Sanyal, O. - Presenter, George Tech
Hays, S., Georgia Institute of Technology
Wenz, G., Mosaic Materials
Koros, W. J., Georgia Institute of Technology
So-called “cross-over pores” are believed to exist at imperfect joints between adjacent micropores in carbon molecular sieve (CMS) membranes, thereby providing unusually large ultramicropores between neighboring micropores. Ideally, CMS membranes can be described by a bimodal pore-size distribution curve comprising two different classes of pores - micropores (7 Å < dmicropore < 20 Å) and ultramicropores (dultramicropore <7 Å). While micropores are envisioned to regulate the sorption characteristics and diffusion jump lengths for penetrant gas molecules, the molecular sieving characteristics are attributed to the ultramicroporous slits in plates between micropores.

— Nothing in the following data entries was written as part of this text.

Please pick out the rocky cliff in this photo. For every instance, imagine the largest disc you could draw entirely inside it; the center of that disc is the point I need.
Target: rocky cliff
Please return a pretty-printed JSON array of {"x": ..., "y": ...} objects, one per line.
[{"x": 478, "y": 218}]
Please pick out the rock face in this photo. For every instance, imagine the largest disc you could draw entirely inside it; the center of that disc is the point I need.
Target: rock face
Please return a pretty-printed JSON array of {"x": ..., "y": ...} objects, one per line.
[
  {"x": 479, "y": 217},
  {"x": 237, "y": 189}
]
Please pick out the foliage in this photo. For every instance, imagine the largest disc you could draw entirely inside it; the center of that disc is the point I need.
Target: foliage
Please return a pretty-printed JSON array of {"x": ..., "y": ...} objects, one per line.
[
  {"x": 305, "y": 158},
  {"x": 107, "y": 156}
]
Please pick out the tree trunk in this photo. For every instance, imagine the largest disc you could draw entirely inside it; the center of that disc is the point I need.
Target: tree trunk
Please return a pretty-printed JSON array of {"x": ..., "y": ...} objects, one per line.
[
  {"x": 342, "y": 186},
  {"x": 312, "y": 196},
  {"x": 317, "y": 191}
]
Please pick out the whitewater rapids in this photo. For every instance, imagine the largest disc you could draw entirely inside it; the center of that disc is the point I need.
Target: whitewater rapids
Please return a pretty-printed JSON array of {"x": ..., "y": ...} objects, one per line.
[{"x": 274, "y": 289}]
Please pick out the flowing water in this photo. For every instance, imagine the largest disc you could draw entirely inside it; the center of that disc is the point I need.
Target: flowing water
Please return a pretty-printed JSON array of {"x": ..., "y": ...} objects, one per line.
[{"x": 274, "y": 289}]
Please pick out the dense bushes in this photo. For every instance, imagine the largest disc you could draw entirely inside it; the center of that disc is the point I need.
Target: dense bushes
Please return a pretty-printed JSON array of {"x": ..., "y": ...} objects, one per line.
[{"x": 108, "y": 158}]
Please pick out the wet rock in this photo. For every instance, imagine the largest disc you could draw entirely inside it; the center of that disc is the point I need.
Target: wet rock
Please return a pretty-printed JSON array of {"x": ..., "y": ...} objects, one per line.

Cross-over pores need not be undesirable and may provide additional tuning tools to engineer transport of penetrant molecules, especially for bigger hydrocarbon gas-pairs. Such pores do not contribute significantly to the sorption capacities of the CMS membranes, but double the diffusion jump lengths (λ) of the molecules for the idealized case of equal-sized micropores. In the direction of transport, crossover pores act “in-parallel” with standard ultramicropores within the micropore walls. The crossover or “defect” pores can be tightened by optimizing processing parameters during CMS formation post-formation tuning strategies. Beyond size-based sieving abilities, these pores appear to present opportunities for subtle entropic discriminations as well, by restricting the degrees of freedom for large, complex gas molecules.